One of the most enjoyable parts of even going out, for me, is the lead-up process. Getting ready is a sacred ritual: I love dressing up and I always have. Over time, I’ve come to view my sartorial choices as more than just simple external decisions; they have come to be a major part of my self-expression every day. Like most other people, I definitely went through a phase where I exclusively wore workout clothes at home, and while I might have been comfortable, I didn’t feel like me. Call it superficiality if you will, but looking at myself in the mirror wearing an old t-shirt was hard. It was like losing part of myself, like I was a shell of who I could be. The version of me that put no effort into my outfit felt like a badly drawn pencil outline of who I fundamentally am.
But when I choose to wear something that puts a smile on my face, that translates to who I am that day. I look more confident, I feel more confident, and I actually become more confident because of it.
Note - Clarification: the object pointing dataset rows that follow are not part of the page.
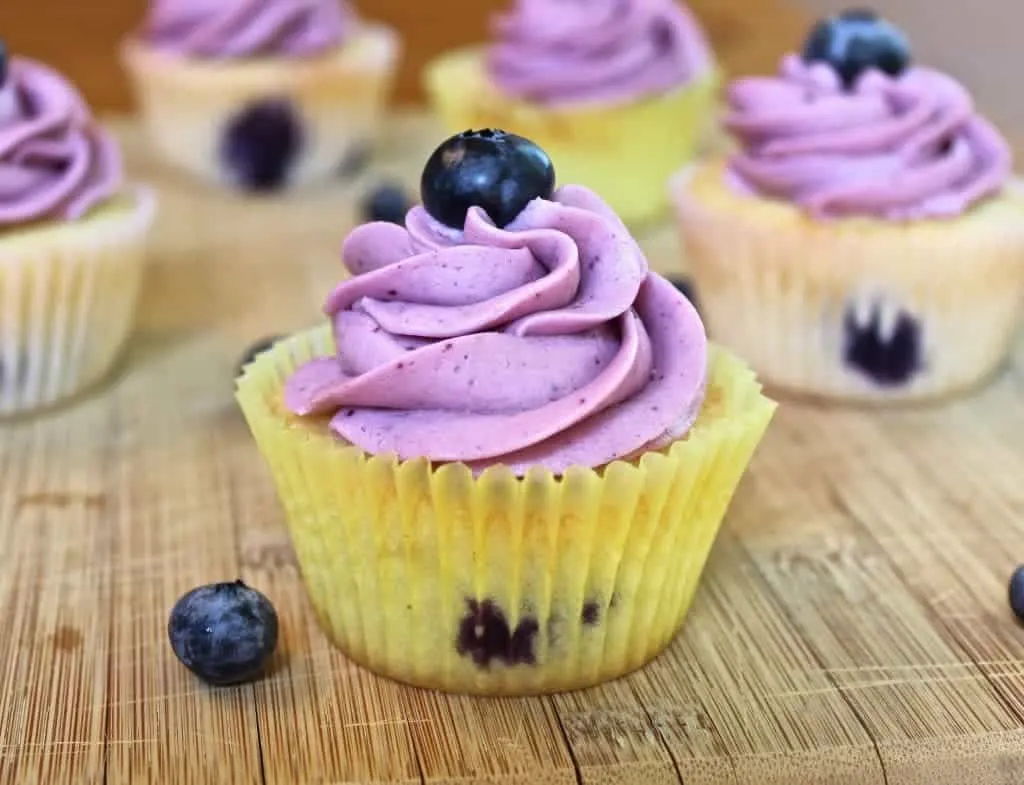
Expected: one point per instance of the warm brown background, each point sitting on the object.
(81, 37)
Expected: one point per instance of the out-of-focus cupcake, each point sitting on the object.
(260, 94)
(505, 463)
(866, 241)
(72, 241)
(620, 92)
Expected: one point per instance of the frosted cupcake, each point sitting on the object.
(617, 91)
(865, 242)
(260, 94)
(72, 241)
(506, 460)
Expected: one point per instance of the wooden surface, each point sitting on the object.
(852, 627)
(81, 37)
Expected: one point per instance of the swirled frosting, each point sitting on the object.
(55, 161)
(898, 147)
(546, 343)
(228, 29)
(558, 51)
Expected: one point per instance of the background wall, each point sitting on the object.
(81, 37)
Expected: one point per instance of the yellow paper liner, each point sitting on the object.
(777, 288)
(339, 98)
(552, 583)
(68, 297)
(626, 151)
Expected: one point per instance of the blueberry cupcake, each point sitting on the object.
(260, 94)
(865, 242)
(506, 459)
(619, 92)
(72, 241)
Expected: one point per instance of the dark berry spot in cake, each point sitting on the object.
(887, 351)
(1017, 593)
(255, 350)
(261, 144)
(354, 161)
(484, 636)
(388, 203)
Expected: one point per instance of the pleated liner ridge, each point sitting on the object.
(498, 584)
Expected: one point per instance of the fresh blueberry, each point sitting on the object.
(889, 357)
(855, 41)
(1017, 592)
(223, 633)
(495, 170)
(255, 350)
(261, 143)
(387, 202)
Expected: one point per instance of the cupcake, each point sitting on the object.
(506, 459)
(260, 94)
(865, 241)
(72, 241)
(619, 92)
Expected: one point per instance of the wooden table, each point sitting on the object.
(852, 626)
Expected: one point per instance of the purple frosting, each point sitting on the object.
(897, 147)
(561, 51)
(55, 161)
(228, 29)
(548, 343)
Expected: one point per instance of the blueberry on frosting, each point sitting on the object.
(261, 144)
(497, 171)
(855, 41)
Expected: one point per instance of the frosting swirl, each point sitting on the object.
(225, 29)
(902, 147)
(545, 343)
(55, 161)
(558, 51)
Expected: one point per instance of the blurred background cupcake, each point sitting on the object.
(620, 92)
(72, 241)
(865, 242)
(260, 94)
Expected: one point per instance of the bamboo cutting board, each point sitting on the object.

That makes those 5 extra minutes I put into my outfit each morning completely worth it, even if the only people who see it in its entirety are the baristas at Beyu when I grab a coffee or the two people I chat with at WU. That version of me is vibrant, three-dimensional, living in full color.
Most of all, if I wear something that I’m proud of, that pride in one aspect of my character also motivates me to perform my best elsewhere; putting in that extra modicum of creativity in my outfit inspires me to be that much more creative and capable in all that I do. When I pick my clothes in the morning, I ask myself: is anything special about this? Does anything about it stand out? And if not, what can I change about it? And if I can ask those questions and be that picky about what I wear for no one but myself, why not ask those same questions about all that I do: for school, for friends, for family?
Some people have turned to crafting extravagant, Euphoria-inspired makeup looks to help them cope with quarantine. Others make music, and yet others write as a creative outlet. I wear (what I think is) cool shit, and no one gets to trivialize that for me or take that choice away. And that might make me superficial, but in this context, that’s a label I embrace. This kind of superficiality is limited to myself and elevates who I am. It’s a superficiality that stems from my understanding of how the way I dress and present myself can impact my mood and my identity. And being a better version of myself, for myself, gives me the capability and drive to be a better person for the world around me.